Background on modeling for explanation VIDEO


2.1 Exploratory visualization of age

Let’s perform an exploratory data analysis (EDA) of the numerical explanatory variable age. You should always perform an exploratory analysis of your variables before any formal modeling. This will give you a sense of your variable’s distributions, any outliers, and any patterns that might be useful when constructing your eventual model.

  • Use the evals data set from the moderndive package along with ggplot2 to create a histogram of age with bins in 5 year increments.

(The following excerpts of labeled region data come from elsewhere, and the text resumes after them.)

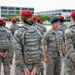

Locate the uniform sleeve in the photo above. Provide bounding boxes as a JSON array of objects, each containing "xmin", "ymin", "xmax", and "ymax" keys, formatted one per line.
[
  {"xmin": 42, "ymin": 32, "xmax": 49, "ymax": 45},
  {"xmin": 14, "ymin": 30, "xmax": 25, "ymax": 68},
  {"xmin": 65, "ymin": 30, "xmax": 74, "ymax": 52}
]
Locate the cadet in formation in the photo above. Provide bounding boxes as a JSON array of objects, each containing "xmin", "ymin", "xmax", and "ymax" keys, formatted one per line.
[
  {"xmin": 36, "ymin": 18, "xmax": 47, "ymax": 32},
  {"xmin": 32, "ymin": 16, "xmax": 44, "ymax": 75},
  {"xmin": 42, "ymin": 17, "xmax": 63, "ymax": 75},
  {"xmin": 10, "ymin": 18, "xmax": 19, "ymax": 35},
  {"xmin": 14, "ymin": 10, "xmax": 42, "ymax": 75},
  {"xmin": 0, "ymin": 19, "xmax": 15, "ymax": 75},
  {"xmin": 65, "ymin": 11, "xmax": 75, "ymax": 75}
]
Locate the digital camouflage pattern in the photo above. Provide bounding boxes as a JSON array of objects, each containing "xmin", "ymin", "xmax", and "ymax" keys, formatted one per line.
[
  {"xmin": 10, "ymin": 24, "xmax": 19, "ymax": 35},
  {"xmin": 42, "ymin": 29, "xmax": 63, "ymax": 75},
  {"xmin": 58, "ymin": 23, "xmax": 68, "ymax": 41},
  {"xmin": 14, "ymin": 24, "xmax": 41, "ymax": 75},
  {"xmin": 65, "ymin": 25, "xmax": 75, "ymax": 75},
  {"xmin": 0, "ymin": 26, "xmax": 16, "ymax": 75}
]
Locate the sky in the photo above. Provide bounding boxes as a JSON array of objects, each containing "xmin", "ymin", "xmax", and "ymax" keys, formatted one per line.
[{"xmin": 0, "ymin": 0, "xmax": 75, "ymax": 12}]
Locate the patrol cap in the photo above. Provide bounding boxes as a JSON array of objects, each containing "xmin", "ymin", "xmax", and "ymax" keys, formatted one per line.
[
  {"xmin": 20, "ymin": 10, "xmax": 32, "ymax": 17},
  {"xmin": 11, "ymin": 18, "xmax": 16, "ymax": 23},
  {"xmin": 0, "ymin": 18, "xmax": 3, "ymax": 25},
  {"xmin": 36, "ymin": 18, "xmax": 41, "ymax": 23},
  {"xmin": 50, "ymin": 17, "xmax": 59, "ymax": 23},
  {"xmin": 32, "ymin": 16, "xmax": 36, "ymax": 20},
  {"xmin": 58, "ymin": 16, "xmax": 64, "ymax": 21},
  {"xmin": 70, "ymin": 11, "xmax": 75, "ymax": 18}
]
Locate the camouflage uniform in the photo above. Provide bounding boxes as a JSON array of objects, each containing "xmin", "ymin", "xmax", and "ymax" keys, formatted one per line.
[
  {"xmin": 10, "ymin": 24, "xmax": 19, "ymax": 35},
  {"xmin": 36, "ymin": 23, "xmax": 47, "ymax": 32},
  {"xmin": 14, "ymin": 24, "xmax": 40, "ymax": 75},
  {"xmin": 58, "ymin": 23, "xmax": 67, "ymax": 41},
  {"xmin": 0, "ymin": 26, "xmax": 15, "ymax": 75},
  {"xmin": 65, "ymin": 25, "xmax": 75, "ymax": 75},
  {"xmin": 35, "ymin": 24, "xmax": 46, "ymax": 75},
  {"xmin": 42, "ymin": 29, "xmax": 63, "ymax": 75}
]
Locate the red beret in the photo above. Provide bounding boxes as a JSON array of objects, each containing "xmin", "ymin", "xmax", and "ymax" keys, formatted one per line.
[
  {"xmin": 0, "ymin": 18, "xmax": 3, "ymax": 25},
  {"xmin": 11, "ymin": 18, "xmax": 16, "ymax": 23},
  {"xmin": 58, "ymin": 16, "xmax": 64, "ymax": 21},
  {"xmin": 70, "ymin": 11, "xmax": 75, "ymax": 17},
  {"xmin": 36, "ymin": 18, "xmax": 41, "ymax": 23},
  {"xmin": 20, "ymin": 10, "xmax": 32, "ymax": 17},
  {"xmin": 32, "ymin": 16, "xmax": 36, "ymax": 20}
]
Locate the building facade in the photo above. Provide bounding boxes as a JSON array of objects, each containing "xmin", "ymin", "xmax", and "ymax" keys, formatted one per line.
[
  {"xmin": 35, "ymin": 9, "xmax": 74, "ymax": 17},
  {"xmin": 0, "ymin": 6, "xmax": 34, "ymax": 18}
]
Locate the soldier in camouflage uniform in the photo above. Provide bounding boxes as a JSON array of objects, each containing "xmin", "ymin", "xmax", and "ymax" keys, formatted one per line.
[
  {"xmin": 10, "ymin": 18, "xmax": 19, "ymax": 35},
  {"xmin": 36, "ymin": 18, "xmax": 47, "ymax": 32},
  {"xmin": 0, "ymin": 19, "xmax": 15, "ymax": 75},
  {"xmin": 58, "ymin": 16, "xmax": 67, "ymax": 41},
  {"xmin": 65, "ymin": 11, "xmax": 75, "ymax": 75},
  {"xmin": 32, "ymin": 16, "xmax": 44, "ymax": 75},
  {"xmin": 14, "ymin": 10, "xmax": 42, "ymax": 75},
  {"xmin": 42, "ymin": 17, "xmax": 63, "ymax": 75}
]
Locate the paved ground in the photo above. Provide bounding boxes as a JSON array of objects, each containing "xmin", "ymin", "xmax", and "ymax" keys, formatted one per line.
[{"xmin": 1, "ymin": 23, "xmax": 64, "ymax": 75}]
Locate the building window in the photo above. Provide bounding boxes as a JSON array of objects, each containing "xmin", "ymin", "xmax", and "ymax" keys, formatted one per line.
[
  {"xmin": 16, "ymin": 8, "xmax": 20, "ymax": 10},
  {"xmin": 1, "ymin": 14, "xmax": 5, "ymax": 17},
  {"xmin": 22, "ymin": 8, "xmax": 28, "ymax": 10},
  {"xmin": 62, "ymin": 10, "xmax": 66, "ymax": 12},
  {"xmin": 66, "ymin": 10, "xmax": 71, "ymax": 12},
  {"xmin": 32, "ymin": 12, "xmax": 34, "ymax": 14},
  {"xmin": 29, "ymin": 8, "xmax": 34, "ymax": 11},
  {"xmin": 9, "ymin": 7, "xmax": 14, "ymax": 10}
]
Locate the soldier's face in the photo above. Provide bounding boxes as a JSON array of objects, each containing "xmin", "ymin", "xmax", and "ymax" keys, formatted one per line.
[
  {"xmin": 27, "ymin": 17, "xmax": 32, "ymax": 23},
  {"xmin": 52, "ymin": 22, "xmax": 59, "ymax": 29}
]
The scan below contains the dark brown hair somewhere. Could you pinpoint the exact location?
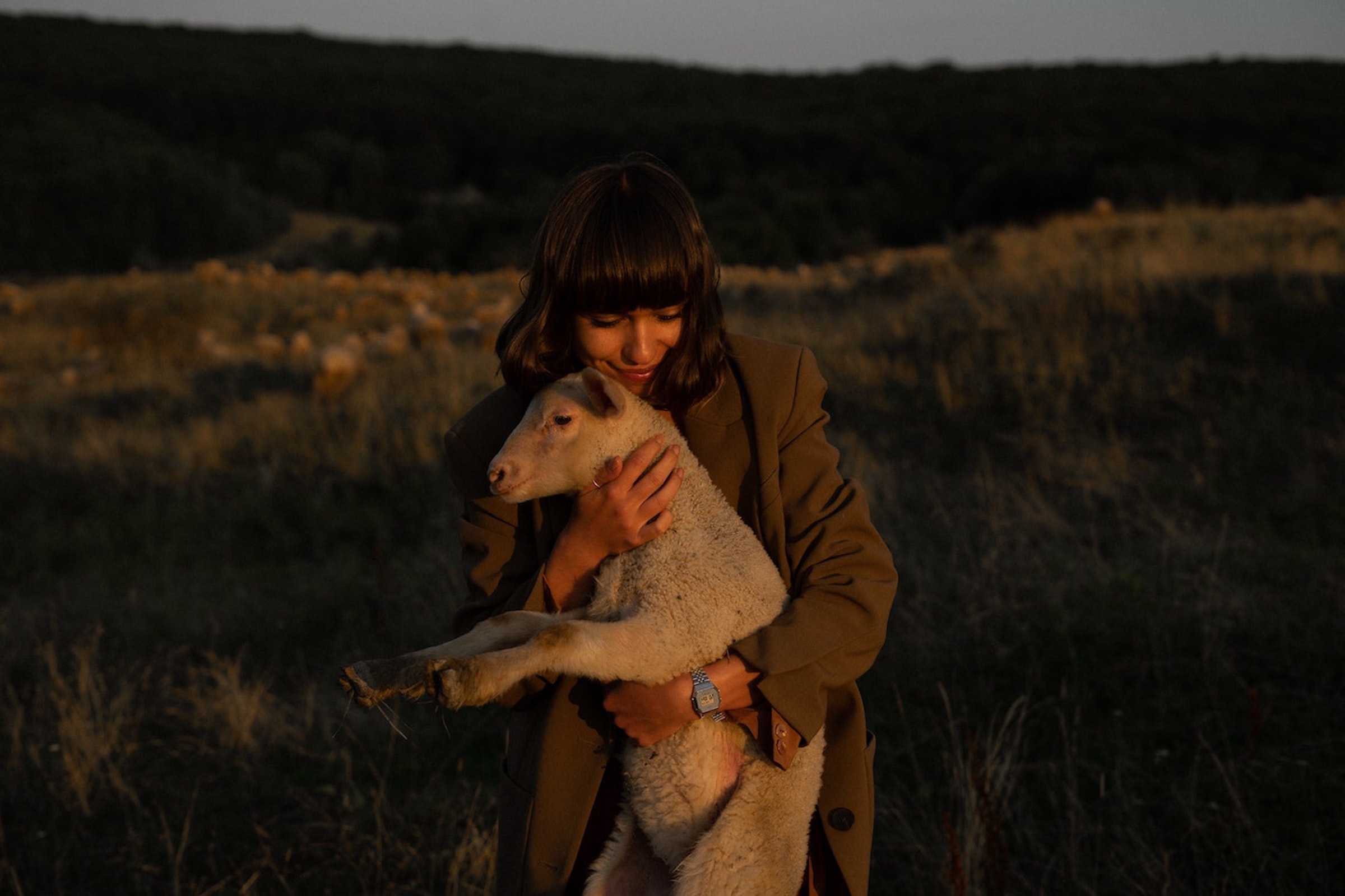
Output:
[495,154,726,413]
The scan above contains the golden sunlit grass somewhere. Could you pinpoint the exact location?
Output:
[0,201,1345,893]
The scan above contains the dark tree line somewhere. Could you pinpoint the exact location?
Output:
[0,16,1345,273]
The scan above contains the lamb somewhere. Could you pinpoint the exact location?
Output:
[342,369,824,896]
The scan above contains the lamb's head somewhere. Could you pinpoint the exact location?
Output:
[487,367,639,503]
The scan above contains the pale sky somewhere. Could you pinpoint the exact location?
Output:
[0,0,1345,71]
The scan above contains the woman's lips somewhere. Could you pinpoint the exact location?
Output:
[616,367,658,382]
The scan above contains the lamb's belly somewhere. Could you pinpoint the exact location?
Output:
[625,719,746,868]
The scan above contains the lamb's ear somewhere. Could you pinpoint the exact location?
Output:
[579,367,628,417]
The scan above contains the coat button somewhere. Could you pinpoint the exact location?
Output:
[827,807,854,830]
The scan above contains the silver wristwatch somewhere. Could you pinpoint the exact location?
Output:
[692,668,727,721]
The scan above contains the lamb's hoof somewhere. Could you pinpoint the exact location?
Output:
[340,661,382,708]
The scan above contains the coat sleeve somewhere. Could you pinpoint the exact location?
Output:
[734,350,897,741]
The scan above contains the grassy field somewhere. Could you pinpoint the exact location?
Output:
[0,201,1345,896]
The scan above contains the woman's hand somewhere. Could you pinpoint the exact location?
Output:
[542,436,683,611]
[602,652,761,747]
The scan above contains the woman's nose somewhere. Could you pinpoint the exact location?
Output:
[623,320,653,365]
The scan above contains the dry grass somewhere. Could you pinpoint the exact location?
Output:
[0,201,1345,893]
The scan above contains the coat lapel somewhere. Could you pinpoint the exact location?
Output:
[682,370,759,530]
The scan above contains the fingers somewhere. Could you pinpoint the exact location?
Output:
[566,436,685,556]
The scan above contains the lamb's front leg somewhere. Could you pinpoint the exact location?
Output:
[430,615,688,709]
[340,610,584,706]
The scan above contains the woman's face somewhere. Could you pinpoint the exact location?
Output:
[574,305,683,398]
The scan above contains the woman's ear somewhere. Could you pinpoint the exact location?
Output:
[579,367,631,417]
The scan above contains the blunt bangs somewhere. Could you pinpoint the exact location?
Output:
[555,172,717,313]
[495,155,726,412]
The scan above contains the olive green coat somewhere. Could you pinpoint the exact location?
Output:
[445,335,897,895]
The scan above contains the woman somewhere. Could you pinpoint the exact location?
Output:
[445,150,896,895]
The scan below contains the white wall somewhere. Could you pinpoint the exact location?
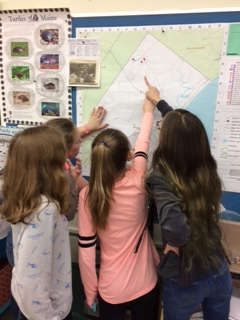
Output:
[0,0,240,15]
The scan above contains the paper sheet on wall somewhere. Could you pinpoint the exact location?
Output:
[0,8,72,125]
[76,23,240,192]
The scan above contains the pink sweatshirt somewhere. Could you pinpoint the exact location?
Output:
[78,112,159,306]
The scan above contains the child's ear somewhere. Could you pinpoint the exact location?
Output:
[127,150,133,161]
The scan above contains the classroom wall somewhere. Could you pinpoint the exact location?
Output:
[0,0,240,15]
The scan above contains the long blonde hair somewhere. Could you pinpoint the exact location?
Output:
[1,126,69,224]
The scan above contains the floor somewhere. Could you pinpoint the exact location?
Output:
[0,264,92,320]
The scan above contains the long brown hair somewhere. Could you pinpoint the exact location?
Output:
[152,109,222,268]
[86,129,130,230]
[44,118,76,150]
[2,126,69,224]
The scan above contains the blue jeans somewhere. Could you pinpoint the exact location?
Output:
[163,261,232,320]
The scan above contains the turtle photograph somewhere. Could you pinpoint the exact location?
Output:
[11,42,29,57]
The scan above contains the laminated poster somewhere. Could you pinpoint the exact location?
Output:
[0,8,72,126]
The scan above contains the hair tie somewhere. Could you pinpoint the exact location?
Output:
[100,141,108,147]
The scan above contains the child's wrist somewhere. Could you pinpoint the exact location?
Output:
[83,124,90,135]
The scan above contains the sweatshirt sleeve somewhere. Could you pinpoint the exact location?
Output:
[65,171,78,221]
[153,180,190,247]
[133,112,153,173]
[12,205,60,320]
[156,100,173,117]
[78,187,98,306]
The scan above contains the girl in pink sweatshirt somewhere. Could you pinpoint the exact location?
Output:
[79,78,159,320]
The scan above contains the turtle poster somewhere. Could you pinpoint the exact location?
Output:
[0,8,72,126]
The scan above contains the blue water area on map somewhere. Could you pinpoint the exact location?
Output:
[187,78,218,144]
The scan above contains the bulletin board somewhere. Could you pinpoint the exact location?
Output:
[72,8,240,213]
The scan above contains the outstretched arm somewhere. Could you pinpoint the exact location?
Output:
[78,107,108,137]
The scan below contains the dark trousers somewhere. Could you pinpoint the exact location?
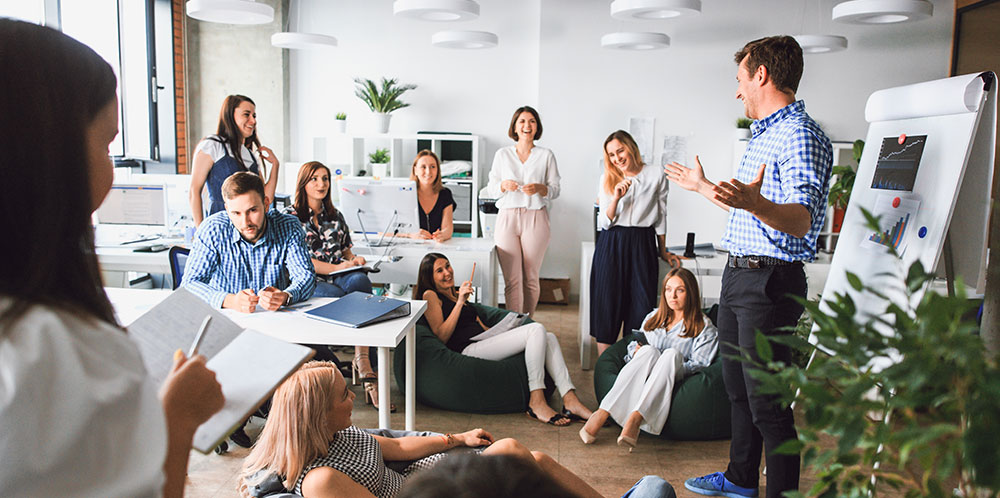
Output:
[590,227,660,344]
[718,263,806,498]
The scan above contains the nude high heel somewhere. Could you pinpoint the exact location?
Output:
[351,347,378,386]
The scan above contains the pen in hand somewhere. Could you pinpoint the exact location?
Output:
[188,315,212,358]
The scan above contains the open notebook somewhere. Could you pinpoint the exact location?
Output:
[128,288,315,453]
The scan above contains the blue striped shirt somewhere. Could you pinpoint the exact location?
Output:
[722,100,833,261]
[181,210,316,308]
[625,308,719,375]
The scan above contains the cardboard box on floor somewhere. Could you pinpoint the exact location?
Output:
[538,278,569,304]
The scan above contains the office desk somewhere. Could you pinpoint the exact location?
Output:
[105,288,427,431]
[580,242,831,370]
[351,238,500,307]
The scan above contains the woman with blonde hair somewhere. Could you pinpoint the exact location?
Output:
[580,268,719,451]
[239,361,600,498]
[590,130,680,355]
[409,149,458,242]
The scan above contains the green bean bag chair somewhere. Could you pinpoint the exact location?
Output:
[393,304,554,413]
[594,334,732,441]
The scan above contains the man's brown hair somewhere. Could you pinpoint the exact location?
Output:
[733,36,803,93]
[222,171,265,202]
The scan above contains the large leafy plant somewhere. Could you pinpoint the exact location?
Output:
[743,208,1000,498]
[354,78,417,113]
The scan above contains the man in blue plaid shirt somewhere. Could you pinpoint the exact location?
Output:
[181,173,316,313]
[664,36,833,497]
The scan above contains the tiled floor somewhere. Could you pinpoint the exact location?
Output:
[187,305,811,498]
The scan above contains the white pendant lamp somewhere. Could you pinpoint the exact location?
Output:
[271,31,337,50]
[392,0,479,21]
[794,35,847,54]
[611,0,701,20]
[601,31,670,50]
[833,0,934,24]
[431,31,499,49]
[186,0,274,24]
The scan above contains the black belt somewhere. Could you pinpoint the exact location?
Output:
[729,255,800,270]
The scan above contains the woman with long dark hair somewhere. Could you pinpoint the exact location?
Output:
[580,268,719,451]
[285,161,388,408]
[413,252,591,427]
[0,19,223,497]
[188,95,278,225]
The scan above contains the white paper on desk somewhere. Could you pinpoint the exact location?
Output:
[469,311,528,341]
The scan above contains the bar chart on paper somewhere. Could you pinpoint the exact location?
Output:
[861,194,920,255]
[868,213,910,251]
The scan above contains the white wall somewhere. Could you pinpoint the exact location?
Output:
[289,0,954,293]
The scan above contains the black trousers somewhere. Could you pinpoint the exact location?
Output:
[590,226,660,344]
[718,263,806,498]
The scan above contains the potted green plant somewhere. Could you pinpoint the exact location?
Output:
[368,148,389,180]
[736,118,753,140]
[829,140,865,233]
[743,235,1000,498]
[354,77,417,133]
[334,112,347,133]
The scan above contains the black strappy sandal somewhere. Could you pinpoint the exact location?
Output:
[525,408,573,427]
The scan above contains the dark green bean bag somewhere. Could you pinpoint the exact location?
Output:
[393,304,553,413]
[594,334,732,441]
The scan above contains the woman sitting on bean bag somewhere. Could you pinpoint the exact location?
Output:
[580,268,719,451]
[413,252,593,426]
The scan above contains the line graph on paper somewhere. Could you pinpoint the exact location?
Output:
[872,135,927,192]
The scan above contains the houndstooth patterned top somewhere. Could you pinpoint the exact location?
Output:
[294,425,445,498]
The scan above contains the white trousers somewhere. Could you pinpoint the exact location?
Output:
[462,322,575,396]
[601,345,684,435]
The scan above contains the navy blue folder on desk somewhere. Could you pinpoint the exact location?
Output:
[305,292,410,328]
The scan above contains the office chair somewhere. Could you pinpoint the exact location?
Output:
[167,246,191,290]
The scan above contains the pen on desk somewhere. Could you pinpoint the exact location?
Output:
[188,315,212,358]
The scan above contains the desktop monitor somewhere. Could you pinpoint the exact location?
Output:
[337,178,420,242]
[97,183,167,227]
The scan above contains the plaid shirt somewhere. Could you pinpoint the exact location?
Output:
[625,308,719,375]
[181,210,316,308]
[722,100,833,261]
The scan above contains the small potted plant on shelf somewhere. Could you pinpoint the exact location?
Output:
[829,140,865,233]
[368,149,389,180]
[354,77,417,133]
[335,112,347,133]
[736,118,753,140]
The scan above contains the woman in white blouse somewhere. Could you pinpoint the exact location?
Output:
[0,18,223,497]
[580,268,719,451]
[590,130,680,355]
[486,106,559,314]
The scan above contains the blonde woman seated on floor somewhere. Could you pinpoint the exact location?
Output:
[240,361,600,498]
[580,268,719,451]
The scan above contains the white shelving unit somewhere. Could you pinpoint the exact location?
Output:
[314,133,483,237]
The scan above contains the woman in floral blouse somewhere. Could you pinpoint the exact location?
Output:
[285,161,386,408]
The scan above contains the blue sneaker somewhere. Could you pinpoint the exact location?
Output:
[684,472,757,498]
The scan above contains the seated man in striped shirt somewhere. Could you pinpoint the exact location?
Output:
[181,172,316,313]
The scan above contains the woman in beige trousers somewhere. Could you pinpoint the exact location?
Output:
[487,106,559,314]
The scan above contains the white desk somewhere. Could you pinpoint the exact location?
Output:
[351,238,500,307]
[105,288,427,431]
[580,242,831,370]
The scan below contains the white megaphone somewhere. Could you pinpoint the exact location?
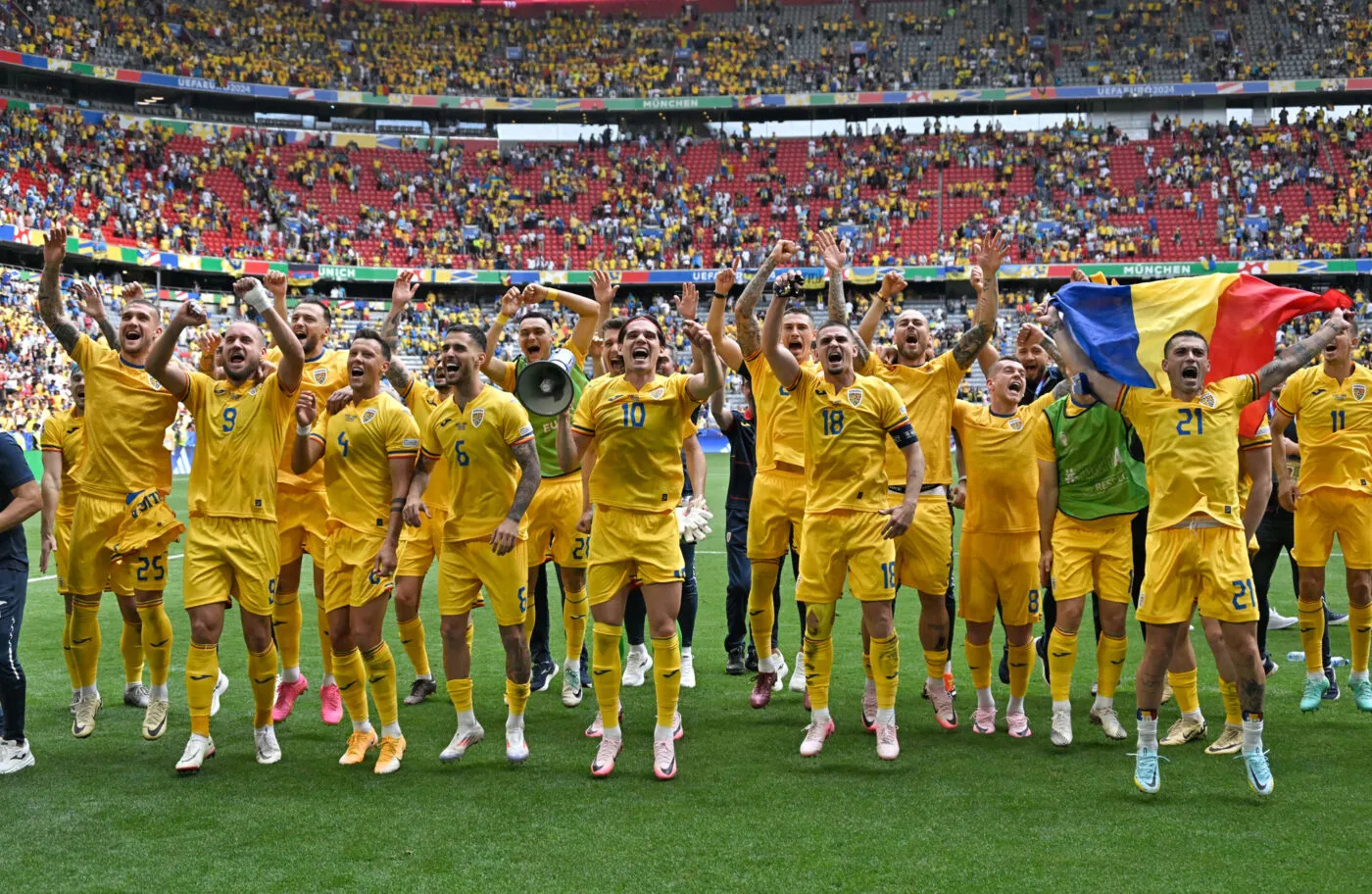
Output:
[514,347,576,416]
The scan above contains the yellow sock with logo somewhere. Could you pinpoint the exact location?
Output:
[653,630,682,726]
[363,640,401,726]
[563,586,591,662]
[1296,599,1322,674]
[395,616,429,677]
[1097,634,1129,699]
[138,599,172,686]
[1043,626,1077,702]
[333,647,369,723]
[1167,670,1200,714]
[591,621,624,736]
[871,630,900,710]
[120,621,143,684]
[271,590,305,668]
[185,643,218,736]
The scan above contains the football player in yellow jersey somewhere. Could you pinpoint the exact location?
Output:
[706,240,848,707]
[264,279,349,725]
[148,277,305,773]
[481,271,598,707]
[858,233,1008,730]
[559,316,724,778]
[1272,316,1372,712]
[1040,308,1348,795]
[38,226,184,739]
[38,362,148,712]
[953,354,1066,739]
[291,328,419,773]
[755,281,925,761]
[405,325,542,764]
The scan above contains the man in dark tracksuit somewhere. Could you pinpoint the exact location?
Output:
[0,431,42,774]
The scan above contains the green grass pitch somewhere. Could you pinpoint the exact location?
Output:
[0,456,1372,894]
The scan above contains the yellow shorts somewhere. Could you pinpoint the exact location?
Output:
[796,513,896,603]
[395,507,447,576]
[528,472,591,569]
[1135,526,1258,623]
[1053,513,1133,603]
[586,507,686,606]
[748,469,806,559]
[275,487,329,565]
[68,490,185,596]
[889,493,953,596]
[438,537,528,627]
[181,515,281,616]
[957,531,1039,626]
[1291,487,1372,569]
[323,527,395,611]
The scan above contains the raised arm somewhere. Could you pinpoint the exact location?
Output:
[734,239,800,370]
[1037,305,1119,407]
[144,299,204,398]
[1258,308,1348,394]
[815,230,848,324]
[481,288,520,381]
[38,226,79,354]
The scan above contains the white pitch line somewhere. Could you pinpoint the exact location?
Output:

  • Label the x axis with age and the y axis with count.

# Load packages
library(moderndive)
library(ggplot2)

# Plot the histogram
ggplot(evals, aes(x = age)) +
  geom_histogram(binwidth = 5) +
  labs(x = "age", y = "count")


2.2 Numerical summaries of age

Let’s continue our exploratory data analysis of the numerical explanatory variable age by computing summary statistics. Summary statistics take many values and summarize them with a single value. Let’s compute three such values using dplyr data wrangling: mean (AKA the average), the median (the middle value), and the standard deviation (a measure of spread/variation).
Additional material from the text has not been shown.